19 November 2020
The opinion was drawn up in the context of a mixed working group, between the Italian Committee for Bioethics (ICB) and the National Committee for Biosafety, Biotechnology and Life Sciences (ICBBSL).
The document initially describes the key aspects, from a technological and epistemological point of view, of the "genetic revolution" over the last two decades, which has allowed the development of precision medicine (PM): under the first profile, the reference is to next generation sequencing technologies (NGS) and to "gene editing" techniques, under the second profile, to the transformation of the paradigms of human genetics that marks the transition to a "post-genomic" and "holistic" concept of the human body.
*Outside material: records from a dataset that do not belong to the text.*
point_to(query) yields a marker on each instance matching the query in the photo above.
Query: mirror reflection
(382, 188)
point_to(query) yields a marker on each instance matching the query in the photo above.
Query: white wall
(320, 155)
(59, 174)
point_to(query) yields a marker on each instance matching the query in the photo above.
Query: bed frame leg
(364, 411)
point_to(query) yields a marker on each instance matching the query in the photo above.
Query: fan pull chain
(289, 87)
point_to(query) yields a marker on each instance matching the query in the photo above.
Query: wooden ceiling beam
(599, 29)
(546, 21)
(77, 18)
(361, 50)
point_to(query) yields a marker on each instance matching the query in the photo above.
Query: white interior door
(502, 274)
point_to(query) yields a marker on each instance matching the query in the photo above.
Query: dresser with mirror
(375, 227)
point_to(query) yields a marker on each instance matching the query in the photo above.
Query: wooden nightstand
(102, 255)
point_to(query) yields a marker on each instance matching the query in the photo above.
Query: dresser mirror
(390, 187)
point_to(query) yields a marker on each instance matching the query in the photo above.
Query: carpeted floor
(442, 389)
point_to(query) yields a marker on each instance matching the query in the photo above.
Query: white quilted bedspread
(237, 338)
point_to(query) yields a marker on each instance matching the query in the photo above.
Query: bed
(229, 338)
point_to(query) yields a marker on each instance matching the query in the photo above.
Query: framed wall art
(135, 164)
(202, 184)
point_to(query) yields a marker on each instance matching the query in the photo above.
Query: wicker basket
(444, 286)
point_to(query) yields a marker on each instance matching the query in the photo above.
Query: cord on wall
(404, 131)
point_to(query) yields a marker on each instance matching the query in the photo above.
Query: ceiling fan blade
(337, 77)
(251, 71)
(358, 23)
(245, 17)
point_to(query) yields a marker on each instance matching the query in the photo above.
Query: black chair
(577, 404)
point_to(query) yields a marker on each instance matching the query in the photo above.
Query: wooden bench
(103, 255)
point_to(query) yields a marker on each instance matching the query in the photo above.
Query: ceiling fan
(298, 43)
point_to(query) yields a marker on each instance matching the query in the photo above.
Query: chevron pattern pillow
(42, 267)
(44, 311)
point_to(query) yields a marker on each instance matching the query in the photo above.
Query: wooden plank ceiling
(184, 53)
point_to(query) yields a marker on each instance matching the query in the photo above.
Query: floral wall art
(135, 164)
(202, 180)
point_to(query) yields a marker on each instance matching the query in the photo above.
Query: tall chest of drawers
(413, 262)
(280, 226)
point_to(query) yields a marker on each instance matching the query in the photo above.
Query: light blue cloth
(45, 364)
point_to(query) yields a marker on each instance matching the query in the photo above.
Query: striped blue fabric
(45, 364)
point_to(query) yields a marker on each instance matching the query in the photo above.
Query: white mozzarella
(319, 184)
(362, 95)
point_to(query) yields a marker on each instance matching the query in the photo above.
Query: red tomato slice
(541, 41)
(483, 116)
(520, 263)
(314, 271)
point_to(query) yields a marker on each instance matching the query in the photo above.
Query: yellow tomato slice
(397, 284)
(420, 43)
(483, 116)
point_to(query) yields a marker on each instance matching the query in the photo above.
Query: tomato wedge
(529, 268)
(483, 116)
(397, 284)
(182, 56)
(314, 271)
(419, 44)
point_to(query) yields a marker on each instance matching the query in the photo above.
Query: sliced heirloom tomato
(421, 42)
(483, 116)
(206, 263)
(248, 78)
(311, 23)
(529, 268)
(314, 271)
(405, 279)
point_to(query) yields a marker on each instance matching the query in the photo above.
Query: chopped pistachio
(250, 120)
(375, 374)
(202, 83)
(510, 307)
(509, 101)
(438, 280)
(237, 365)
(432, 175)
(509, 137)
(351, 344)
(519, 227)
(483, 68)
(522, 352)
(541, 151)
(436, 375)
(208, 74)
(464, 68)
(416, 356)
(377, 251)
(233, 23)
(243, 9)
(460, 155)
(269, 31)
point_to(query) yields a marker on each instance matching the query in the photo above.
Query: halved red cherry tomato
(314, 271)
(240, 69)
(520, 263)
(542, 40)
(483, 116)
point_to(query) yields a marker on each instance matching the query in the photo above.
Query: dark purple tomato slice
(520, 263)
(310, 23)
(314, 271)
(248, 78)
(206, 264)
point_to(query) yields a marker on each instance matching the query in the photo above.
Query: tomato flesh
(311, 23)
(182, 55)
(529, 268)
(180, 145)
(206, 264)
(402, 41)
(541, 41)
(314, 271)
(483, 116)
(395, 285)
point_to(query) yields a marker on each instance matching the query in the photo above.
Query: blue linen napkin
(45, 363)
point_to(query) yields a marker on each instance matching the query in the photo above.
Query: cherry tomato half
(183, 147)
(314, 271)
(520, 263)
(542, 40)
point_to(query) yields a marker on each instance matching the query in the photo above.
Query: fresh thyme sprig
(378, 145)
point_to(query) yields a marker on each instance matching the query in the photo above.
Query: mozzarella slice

After distinguishing precision medicine, centred on the stratification of patients based on the molecular profile, from "personalized medicine", tailored to the specific characteristics of the individual, the opinion illustrates, giving some examples, of the state of the art of PM (pharmacogenomics and diagnostic-therapeutic advances). In addition to the difficulties encountered in implementing this promising approach to post-genomic medicine, it then focuses on the bioethical and bio-legal issues it raises. The issues related to the different way of understanding the pathogenesis of diseases and, consequently, their traditional classification, are reported, as well as those of an organizational-formative nature and highlights the challenges related to the balance between the resources to invest in the most innovative research on which the hopes of many patients converge, and those necessary to continue research in more traditional sectors, from which an improvement in the health conditions of the population in general is expected. From a bioethical and bio-juridical point of view, specific questions arise regarding protection of the privacy of subjects receiving medical care, participating in clinical trials and/or donating their biological samples.
The opinion recommends that the introduction of PM should respect the bioethical principle of equity in health care, avoiding abuses in the prescription and performing of genetic tests, making more investments in innovative research (pharmacogenomics would already allow an economic return capable of balancing costs by avoiding wasteful spending on ineffective and/or harmful drugs) and that it should adopt legal instruments to protect the personal identity of patients, without prejudice to the sharing of data and collaboration, at national and international level, between research centres.
In addition, it calls for a reorganization of the health care system needed to support the expansion of PM and recommends implementation of planning aimed at innovation in the provision of services (increase in the number of centres equipped with the expertise required for PM, control of quality standards of laboratories, promotion of disciplinary interaction, adaptation of informed consent) and planning of public information and awareness-raising strategies on the importance of the new findings of human genetics, with reference to the "best practices" that already have produced remarkable results in this direction.
The document is accompanied by a glossary.